The certification company currently validating the project is German company TÜV SÜD Industrie Service GmbH. 

See also this earlier version of the Project Design Document, dated a few months before the one already mentioned. The strange Western Sahara reference above is here stated somewhat differently “It is nearly impossible to find a foreign investor for that kind of project in Morocco”.

3.                  Morocco preparing more applications for UN funding

WSRW can reveal that two more “green projects” are on their way through the same pipeline, directly contributing to maintain Morocco’s illegal and brutal occupation of Western Sahara. 

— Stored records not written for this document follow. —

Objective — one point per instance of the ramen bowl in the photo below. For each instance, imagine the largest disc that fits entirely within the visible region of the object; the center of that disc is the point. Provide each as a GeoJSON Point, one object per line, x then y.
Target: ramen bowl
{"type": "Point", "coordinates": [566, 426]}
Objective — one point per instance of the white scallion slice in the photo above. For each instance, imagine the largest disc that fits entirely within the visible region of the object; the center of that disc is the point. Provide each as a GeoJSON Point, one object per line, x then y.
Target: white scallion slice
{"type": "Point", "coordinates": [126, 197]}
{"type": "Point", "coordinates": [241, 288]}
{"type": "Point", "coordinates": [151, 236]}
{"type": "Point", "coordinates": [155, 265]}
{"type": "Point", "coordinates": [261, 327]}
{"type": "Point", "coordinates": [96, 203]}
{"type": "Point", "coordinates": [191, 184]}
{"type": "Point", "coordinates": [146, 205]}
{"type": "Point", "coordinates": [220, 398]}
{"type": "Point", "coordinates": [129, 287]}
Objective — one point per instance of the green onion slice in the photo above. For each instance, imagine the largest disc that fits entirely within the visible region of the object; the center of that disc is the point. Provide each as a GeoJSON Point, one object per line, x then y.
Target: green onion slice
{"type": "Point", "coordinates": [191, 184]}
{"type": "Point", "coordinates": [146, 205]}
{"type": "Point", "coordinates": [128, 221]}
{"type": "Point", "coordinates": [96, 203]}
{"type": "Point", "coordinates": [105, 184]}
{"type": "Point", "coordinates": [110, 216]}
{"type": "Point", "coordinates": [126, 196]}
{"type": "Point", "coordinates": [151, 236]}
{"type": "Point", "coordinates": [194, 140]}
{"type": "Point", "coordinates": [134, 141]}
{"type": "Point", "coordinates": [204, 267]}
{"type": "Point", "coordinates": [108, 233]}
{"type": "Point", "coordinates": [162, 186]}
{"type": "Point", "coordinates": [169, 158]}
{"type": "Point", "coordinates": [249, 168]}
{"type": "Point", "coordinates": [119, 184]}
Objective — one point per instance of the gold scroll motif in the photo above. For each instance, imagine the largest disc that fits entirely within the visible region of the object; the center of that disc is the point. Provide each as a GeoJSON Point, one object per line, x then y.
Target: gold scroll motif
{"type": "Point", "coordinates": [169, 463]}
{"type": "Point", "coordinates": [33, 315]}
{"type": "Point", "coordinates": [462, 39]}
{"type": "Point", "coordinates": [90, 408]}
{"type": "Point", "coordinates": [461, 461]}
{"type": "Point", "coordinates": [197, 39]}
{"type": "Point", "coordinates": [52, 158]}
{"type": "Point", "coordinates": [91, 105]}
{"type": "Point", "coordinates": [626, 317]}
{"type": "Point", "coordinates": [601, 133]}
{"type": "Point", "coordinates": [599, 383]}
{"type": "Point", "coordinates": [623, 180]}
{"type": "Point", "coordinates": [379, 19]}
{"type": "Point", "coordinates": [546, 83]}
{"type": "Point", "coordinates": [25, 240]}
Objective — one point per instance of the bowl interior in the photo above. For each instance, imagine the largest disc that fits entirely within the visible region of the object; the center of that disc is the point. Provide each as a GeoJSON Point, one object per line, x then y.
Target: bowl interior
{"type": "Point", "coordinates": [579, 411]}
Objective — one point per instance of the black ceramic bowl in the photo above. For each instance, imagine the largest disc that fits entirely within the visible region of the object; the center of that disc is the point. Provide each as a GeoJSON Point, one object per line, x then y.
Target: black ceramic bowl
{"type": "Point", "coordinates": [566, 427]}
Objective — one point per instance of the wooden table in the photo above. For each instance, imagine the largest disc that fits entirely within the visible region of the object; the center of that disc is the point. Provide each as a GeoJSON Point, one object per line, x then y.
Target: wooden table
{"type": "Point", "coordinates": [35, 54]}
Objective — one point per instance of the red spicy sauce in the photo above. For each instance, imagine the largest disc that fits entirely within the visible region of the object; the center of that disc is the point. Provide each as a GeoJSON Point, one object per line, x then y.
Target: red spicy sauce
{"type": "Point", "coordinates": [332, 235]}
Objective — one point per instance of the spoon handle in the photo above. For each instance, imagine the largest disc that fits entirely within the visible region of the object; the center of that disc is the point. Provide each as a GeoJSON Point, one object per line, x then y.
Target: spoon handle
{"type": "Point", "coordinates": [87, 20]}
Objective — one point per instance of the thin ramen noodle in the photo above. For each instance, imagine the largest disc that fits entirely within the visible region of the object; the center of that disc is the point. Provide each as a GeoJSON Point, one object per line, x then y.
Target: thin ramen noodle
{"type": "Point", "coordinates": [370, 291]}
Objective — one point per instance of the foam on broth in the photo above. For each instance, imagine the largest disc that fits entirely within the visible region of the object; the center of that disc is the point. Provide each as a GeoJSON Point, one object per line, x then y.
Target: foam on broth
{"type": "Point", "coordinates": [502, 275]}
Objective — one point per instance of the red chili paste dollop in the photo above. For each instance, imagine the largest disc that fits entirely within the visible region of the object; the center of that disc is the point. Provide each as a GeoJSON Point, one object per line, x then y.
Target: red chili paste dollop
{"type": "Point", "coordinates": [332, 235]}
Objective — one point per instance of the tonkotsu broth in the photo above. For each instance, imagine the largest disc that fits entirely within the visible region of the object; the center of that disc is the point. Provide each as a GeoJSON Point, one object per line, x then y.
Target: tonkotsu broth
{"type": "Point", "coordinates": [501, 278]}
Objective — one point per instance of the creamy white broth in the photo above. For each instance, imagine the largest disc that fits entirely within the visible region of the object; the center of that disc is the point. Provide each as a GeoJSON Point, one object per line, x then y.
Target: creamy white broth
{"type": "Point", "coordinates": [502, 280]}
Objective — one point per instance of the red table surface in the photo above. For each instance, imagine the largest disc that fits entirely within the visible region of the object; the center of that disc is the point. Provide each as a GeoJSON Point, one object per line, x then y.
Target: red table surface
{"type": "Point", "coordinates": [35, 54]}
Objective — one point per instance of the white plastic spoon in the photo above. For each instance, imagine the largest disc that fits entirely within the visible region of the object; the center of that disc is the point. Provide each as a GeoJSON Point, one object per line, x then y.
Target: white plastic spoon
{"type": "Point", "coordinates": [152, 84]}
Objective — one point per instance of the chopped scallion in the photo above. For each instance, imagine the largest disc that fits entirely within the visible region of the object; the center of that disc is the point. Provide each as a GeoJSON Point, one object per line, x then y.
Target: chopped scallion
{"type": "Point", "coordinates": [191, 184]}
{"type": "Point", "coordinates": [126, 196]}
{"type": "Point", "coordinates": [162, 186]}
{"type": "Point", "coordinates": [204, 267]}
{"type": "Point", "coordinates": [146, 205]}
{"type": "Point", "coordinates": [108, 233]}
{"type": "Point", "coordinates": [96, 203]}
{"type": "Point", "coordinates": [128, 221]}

If any project were to receive funding through CDM – it would be in stark contrast to other UN institutions such as the UN Development Programme (UNDP). By coincidence, the UNDP is a key partner of CDM in Morocco

The UNDP has expressly stated that it does not intend to support programmes south of the internationally recognised border between Morocco and the territory it annexed in 1975. All agreements they have with the Moroccan government “explicitly state that the projects’ activities are restricted to particular localities north of the UN line”. The UNDPs programmes “are limited to the internationally recognised borders of Morocco”, states the organisation. The UN qualifies that it would be in violation of international law, while the International Court of Justice has clearly rejected Morocco’s claims to the territory.

“We urge the Clean Development Mechanism to follow the opinion of the UN legal services, as well as the UNDP, and not allow funding to projects in Western Sahara”, stated WSRW coordinator Sara Eyckmans.

See the conclusion of the 2002 UN legal opinion on such industries to the right.

The webpages of CDM Morocco tells about two more projects planned in Western Sahara:

1. Energy for cement production

The current production is carried out by the Moroccan company Ciments du Maroc (a subsidiary of the Italian group Italcementi). A Project Information Note for a 10 MW Wind Power project by Ciments du Maroc has been approved by the CDM board of Morocco, but the further validation processes appear to have not yet started. A “Project Information Note”, is a first project outline, communicated between the applying company and the CDM national board.

2. Energy for phosphate production
OCP is the Moroccan state owned phosphate company exploiting phosphate resources in Western Sahara. A number of international investors have divested from the trade of ethical reasons. The Norwegian government pension fund, for instance, has concluded that the company’s operation “represents particularly serious violations of fundamental ethical norms”. Three private importing companies have stopped the imports after being made aware of the controversies surrounding international law, the UN's efforts to decolonise the territory and the controversial aspects of the trade.
A "Project idea" for a 'wet port' in El Aaiun has been drafted by OCP for the Moroccan CDM board. El Aaiun harbour is used to export the Saharawi phosphate wealth from the Bu Craa mines.